Modified MITI (II) test

OECD 302 C



The inherent biodegradability is measured by the consumption of oxygen. It is the only OECD standardised test, which measures biodegradation by mineralization and allows the testing of insoluble chemicals. The Zahn-Wellens Combination test could be an alternative, by additionally measuring carbon dioxide and using it as the endpoint of mineralization.
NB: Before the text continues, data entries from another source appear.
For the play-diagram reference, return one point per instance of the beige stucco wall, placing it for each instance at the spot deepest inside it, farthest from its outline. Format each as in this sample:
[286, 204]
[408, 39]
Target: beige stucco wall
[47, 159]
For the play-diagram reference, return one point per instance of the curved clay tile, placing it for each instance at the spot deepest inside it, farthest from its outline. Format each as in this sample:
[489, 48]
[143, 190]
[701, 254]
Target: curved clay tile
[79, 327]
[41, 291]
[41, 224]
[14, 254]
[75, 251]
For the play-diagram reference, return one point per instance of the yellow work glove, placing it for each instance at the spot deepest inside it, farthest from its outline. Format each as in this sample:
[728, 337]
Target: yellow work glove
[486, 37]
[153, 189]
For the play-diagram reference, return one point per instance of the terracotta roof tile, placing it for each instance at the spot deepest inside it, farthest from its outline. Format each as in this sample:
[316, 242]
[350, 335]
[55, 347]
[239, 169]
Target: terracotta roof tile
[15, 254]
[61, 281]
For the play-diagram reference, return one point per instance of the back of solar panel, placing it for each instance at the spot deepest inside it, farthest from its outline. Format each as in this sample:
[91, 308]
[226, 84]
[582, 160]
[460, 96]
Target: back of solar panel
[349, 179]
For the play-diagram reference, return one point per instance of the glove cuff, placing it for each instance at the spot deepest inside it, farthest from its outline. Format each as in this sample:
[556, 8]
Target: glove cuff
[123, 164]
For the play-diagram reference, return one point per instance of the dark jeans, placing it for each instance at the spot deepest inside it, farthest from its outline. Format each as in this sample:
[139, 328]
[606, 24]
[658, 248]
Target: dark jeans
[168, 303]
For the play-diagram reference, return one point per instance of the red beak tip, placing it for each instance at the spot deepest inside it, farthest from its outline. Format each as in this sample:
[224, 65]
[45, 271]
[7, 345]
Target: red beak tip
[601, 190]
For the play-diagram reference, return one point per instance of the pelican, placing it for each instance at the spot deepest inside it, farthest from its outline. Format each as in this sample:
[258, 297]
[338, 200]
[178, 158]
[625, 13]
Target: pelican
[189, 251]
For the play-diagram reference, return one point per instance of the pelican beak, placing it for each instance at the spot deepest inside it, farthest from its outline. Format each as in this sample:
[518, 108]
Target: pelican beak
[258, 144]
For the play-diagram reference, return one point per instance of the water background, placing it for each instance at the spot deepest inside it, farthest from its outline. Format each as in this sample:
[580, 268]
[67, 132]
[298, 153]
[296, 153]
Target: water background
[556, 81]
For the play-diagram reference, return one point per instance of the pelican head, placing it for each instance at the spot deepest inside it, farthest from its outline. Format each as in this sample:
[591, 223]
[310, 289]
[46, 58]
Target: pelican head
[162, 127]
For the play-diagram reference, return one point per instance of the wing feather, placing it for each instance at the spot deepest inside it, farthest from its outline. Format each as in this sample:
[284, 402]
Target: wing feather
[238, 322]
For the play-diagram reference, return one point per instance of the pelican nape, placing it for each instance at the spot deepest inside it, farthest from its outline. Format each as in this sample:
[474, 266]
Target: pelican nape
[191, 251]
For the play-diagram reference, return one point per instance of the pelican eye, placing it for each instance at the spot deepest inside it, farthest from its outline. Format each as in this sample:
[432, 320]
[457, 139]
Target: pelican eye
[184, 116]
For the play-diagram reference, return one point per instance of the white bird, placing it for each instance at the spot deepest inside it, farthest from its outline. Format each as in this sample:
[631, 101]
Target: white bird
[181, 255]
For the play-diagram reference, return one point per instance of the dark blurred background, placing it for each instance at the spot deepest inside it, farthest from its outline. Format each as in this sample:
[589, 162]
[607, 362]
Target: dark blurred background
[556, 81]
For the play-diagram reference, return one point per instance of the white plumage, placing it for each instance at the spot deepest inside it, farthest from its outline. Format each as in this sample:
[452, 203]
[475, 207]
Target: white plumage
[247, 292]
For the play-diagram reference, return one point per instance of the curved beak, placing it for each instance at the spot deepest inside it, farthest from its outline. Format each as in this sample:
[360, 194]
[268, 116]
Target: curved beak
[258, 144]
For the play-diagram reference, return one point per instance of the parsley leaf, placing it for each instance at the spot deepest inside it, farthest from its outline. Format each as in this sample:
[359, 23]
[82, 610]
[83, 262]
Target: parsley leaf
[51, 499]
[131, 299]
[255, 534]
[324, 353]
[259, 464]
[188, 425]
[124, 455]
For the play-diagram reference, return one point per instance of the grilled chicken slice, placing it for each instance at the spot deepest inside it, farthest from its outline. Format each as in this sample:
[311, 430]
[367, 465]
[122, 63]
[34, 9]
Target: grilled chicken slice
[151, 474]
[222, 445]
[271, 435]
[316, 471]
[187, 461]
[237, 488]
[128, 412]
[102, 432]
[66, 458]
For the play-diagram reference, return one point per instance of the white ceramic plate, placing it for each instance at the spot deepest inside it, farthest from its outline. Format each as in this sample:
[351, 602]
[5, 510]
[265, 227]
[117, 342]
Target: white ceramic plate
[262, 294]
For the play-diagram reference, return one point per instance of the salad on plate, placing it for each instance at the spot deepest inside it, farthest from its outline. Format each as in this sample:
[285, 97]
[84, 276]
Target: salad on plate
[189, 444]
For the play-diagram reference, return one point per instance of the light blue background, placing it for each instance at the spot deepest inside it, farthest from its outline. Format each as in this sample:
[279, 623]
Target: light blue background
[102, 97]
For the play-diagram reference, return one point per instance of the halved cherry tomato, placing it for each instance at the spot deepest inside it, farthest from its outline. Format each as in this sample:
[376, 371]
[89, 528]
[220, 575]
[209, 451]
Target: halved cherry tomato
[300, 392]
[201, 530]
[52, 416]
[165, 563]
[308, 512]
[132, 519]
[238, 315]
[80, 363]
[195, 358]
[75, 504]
The test item (30 mg/L) is placed in a closed vessel as the only carbon source along with mineral medium and activated sludge (100 mg/L dry solids) from a municipal sewage treatment plant and incubated for a period of 14 till 28 days. The evolved carbon dioxide is absorbed into sodium hydroxide. The changed pressure in the vessel indicates the oxygen consumption. The biodegradation is the result of the ratio of oxygen uptake by test item (corrected with blank value of the inoculum) and the theoretical oxygen demand (ThOD). Diethylene glycol, an inherent biodegradable substance, is dosed to parallel reference vessels. At the end of the test the rest of dissolved organic carbon (DOC) is measured in the bottles. Optionally, substance specific analyses of the test item or its transformation products could be performed.


Contrary to the OECD 302 C Guideline, activated sludge from a municipal wastewater treatment plant is used as inoculum and the mineral medium according to OECD 302 B is used.

The original OECD 302 C guideline describes a mixed inoculum derived from at least 10 different sources that is further grown in the laboratory with a synthetic sewage water for one to five months until an artificial activated sludge has developed. Several publications indicated that the resulting inoculum is highly artificial and has low microbial potency.

While for the MITI (I) test there is a counterpart under Reach via Regulation (EC) No. 440/2008, C.4-F for testing ready biodegradability, the inherent MITI(II) test has not yet been integrated into the REACH Test Methods Regulation.


A degradation level of > 70% of TOD within 28 days is considered as evidence of ultimate inherent biodegradability.

Substance characteristics

The MITI (II) test is suitable for evaluating the inherent degradability of water-soluble, semi-volatile and sparingly soluble substances.